Updated files to Python3000, Windows support, and interactive
made it work with Python3000, it now has interactive mode (see readme file) and supports windows (earlier a windows user could not use the code cause the DOS doesn't have pipes.
I should add that I didn't test it on Linux. So you might want to do that before merging.
also I don't know what's the performance hit of using the os.walk() rather than using $ find ... | ./duplicatefinder.py
Awesome. I need to check this, but I have no time now.
This is very nice. I've borrowed the python3 fixes. For the rest, I'm not sure. Deleting files is really dangerous and should be well thought. Also, using find and a pipe was so much simpler, because now you will want to add a whitelist/blacklist matcher, and a size threshold, and... ..It has no end :)

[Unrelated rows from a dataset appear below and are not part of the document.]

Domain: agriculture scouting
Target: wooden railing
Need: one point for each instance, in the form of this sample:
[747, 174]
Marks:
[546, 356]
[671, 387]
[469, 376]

And note that this program was more or less a protoype for a GUI available here: http://kassoulet.blogspot.fr/2010/09/jankis-duplicate-finder.html
I was tempted to do a tkinter version so I can use it on windows and osx, but an interactive mode is a great idea.
And if you want to go further, here are some ideas I've no time to implement yet:
- In addition of checking the first KB of files, check also the last one. I'm pretty sure this allows to remove the need to read the whole files to detect partial matches.
- Store the files information (name, size, checksums) in a file, and use it in interactive mode. With this, the user can change dynamically the minimum size, or the minimum number of matches, without re-scanning.
- Add size/patterns options to the walker.
Thank you for the advice and feedback.
I do agree that on Linux using find is the best (and faster) option, but does 'find' work on Windows?
the main reason why I wrote the walker and the deleting function is because my housemate needs to get rid of duplicate files. She has windows and doesn't want to spend a lot of time on it, nor pay money to solve such problem.
I would like to add that for now, there is no way to delete files but in interactive mode.
The idea to read only the first KB and the last one is pretty great. But I don't know if I will have time to implement that.